Michael Gove and Boris Johnson have now said that the UK should leave the Single Market, as well as quitting the EU. They should be careful what they wish for – perhaps in their times as reporters, columnists or career politicians, they have never experienced the realities of sending goods in and out of the UK. Leaving the Single Market will again mean Customs controls at the borders between the UK and the EU, which were abolished in 1993 after implementation of the Single European Act. Customs controls between the UK and its nearest neighbours in the EU would also be inescapable, if the UK starts to negotiate its own trade deals with other countries further afield.
The interminable queues at Customs, especially of lorries waiting for customs clearance, before customs controls were abolished at borders within the EU in 1993, are now a distant memory. When we moved our household goods from Germany to the UK in 1988, the removals lorry team took an extra several hours to clear Customs in Dover, because we had unnecessarily ticked a certain box on our Customs declaration – although the team on the lorry might not have minded getting paid for waiting around, someone had to pay for those few unproductive person-days. And in my younger days in Northern Ireland I remember queues of lorries waiting for clearance at the border – but now, a delivery van can cross the border without Customs checks several times a day. Leaving the Single Market – promoted at great effort by Margaret Thatcher, in the Single European Act of 1985 – will come at a great cost. It will mean queues of lorries at UK/EU borders, in both directions, at Dover, Calais, Newry and Dundalk, and substantial additional costs, delays and inconvenience for importers and exporters. Where people rely on frequent and seamless UK/EU shipments, these costs will often become prohibitive, leading to a real reduction of commerce and increased costs in all walks of life.

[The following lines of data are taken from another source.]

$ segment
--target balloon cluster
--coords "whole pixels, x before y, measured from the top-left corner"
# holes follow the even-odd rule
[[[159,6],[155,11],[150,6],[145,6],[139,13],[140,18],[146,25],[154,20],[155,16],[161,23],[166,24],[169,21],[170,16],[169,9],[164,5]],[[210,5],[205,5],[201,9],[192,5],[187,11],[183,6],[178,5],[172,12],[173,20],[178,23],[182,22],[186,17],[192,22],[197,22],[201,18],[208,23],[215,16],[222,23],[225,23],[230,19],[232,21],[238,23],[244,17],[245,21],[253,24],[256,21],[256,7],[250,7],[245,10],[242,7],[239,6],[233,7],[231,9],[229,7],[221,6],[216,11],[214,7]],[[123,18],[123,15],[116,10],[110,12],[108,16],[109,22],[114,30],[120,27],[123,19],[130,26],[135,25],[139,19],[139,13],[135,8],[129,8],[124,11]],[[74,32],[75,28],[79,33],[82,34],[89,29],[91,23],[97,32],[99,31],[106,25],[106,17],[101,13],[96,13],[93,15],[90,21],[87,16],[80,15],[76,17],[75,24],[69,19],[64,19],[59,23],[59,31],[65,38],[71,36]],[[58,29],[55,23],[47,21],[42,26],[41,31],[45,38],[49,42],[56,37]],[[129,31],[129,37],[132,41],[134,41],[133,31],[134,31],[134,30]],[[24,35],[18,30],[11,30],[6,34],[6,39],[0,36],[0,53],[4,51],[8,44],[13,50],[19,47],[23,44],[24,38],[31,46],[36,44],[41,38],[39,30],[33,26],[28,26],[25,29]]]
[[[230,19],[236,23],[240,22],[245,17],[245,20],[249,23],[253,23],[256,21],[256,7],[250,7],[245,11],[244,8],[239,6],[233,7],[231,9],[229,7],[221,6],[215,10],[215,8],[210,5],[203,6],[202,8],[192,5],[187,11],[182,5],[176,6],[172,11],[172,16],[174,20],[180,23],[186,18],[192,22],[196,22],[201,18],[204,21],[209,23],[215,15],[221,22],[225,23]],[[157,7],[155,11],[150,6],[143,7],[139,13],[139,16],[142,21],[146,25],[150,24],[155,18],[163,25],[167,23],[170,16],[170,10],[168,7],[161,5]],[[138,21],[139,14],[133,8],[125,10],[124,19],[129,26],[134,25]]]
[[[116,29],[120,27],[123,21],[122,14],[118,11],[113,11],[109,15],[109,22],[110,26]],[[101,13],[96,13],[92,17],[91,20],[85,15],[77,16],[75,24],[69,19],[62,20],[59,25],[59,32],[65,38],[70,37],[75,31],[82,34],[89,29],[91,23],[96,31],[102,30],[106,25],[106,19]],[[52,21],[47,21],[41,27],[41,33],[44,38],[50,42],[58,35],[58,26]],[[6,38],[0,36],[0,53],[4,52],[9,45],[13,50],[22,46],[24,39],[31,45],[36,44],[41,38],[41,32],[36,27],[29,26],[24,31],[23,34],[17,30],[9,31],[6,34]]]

The effects will not be confined to physical queues at the border – other effects may be less visible, but still very real and costly. In the research lab that I lead at Cambridge, many of the materials that we source routinely now come from other EU countries. The process of ordering these, and ensuring compliance with VAT and other regulatory formalities, now works so seamlessly that we barely notice where we order from and where they are shipped from. We can simply choose the best supplier based on price, quality, service, and our needs.
In contrast, I recently ordered a small item of equipment from the USA – and this was far from seamless. The supplier would not accept a purchase order from outside their home market and had no UK distributor, so I had to pay up front on my personal credit card. I had to tell them the name of a shipping agent familiar with reams of customs and import procedures – with this additional service no doubt reflected in the shipping price. After the equipment landed in the UK, I had to provide further details via the shipping agent to UK Customs. Even then the equipment was not shipped to me – but instead only a postcard telling me how much VAT and import duty to pay online before the goods could be released and complete their journey to me. On other occasions, US suppliers may forget to include the VAT exemption certificate that we send them (for goods for medical research), or Customs may overlook it and still charge us anyway, or may ask for further information before releasing the shipment – all resulting in delivery delays, and time-consuming processes to reclaim any wrongly paid VAT.
These costs and frustrations will also return for shipments between the UK and the EU if we leave the Single Market, as Michael Gove and Boris Johnson now want. And they will return for shipments in both directions, affecting both importers and exporters, and all of us who depend on imports and exports. Is this really what they want? If so, can they please tell us? If they succeed in reversing the achievements of the Single Market, in which even their mentor Margaret Thatcher invested so much effort, we will all have an enormous and very long-term cost to pay.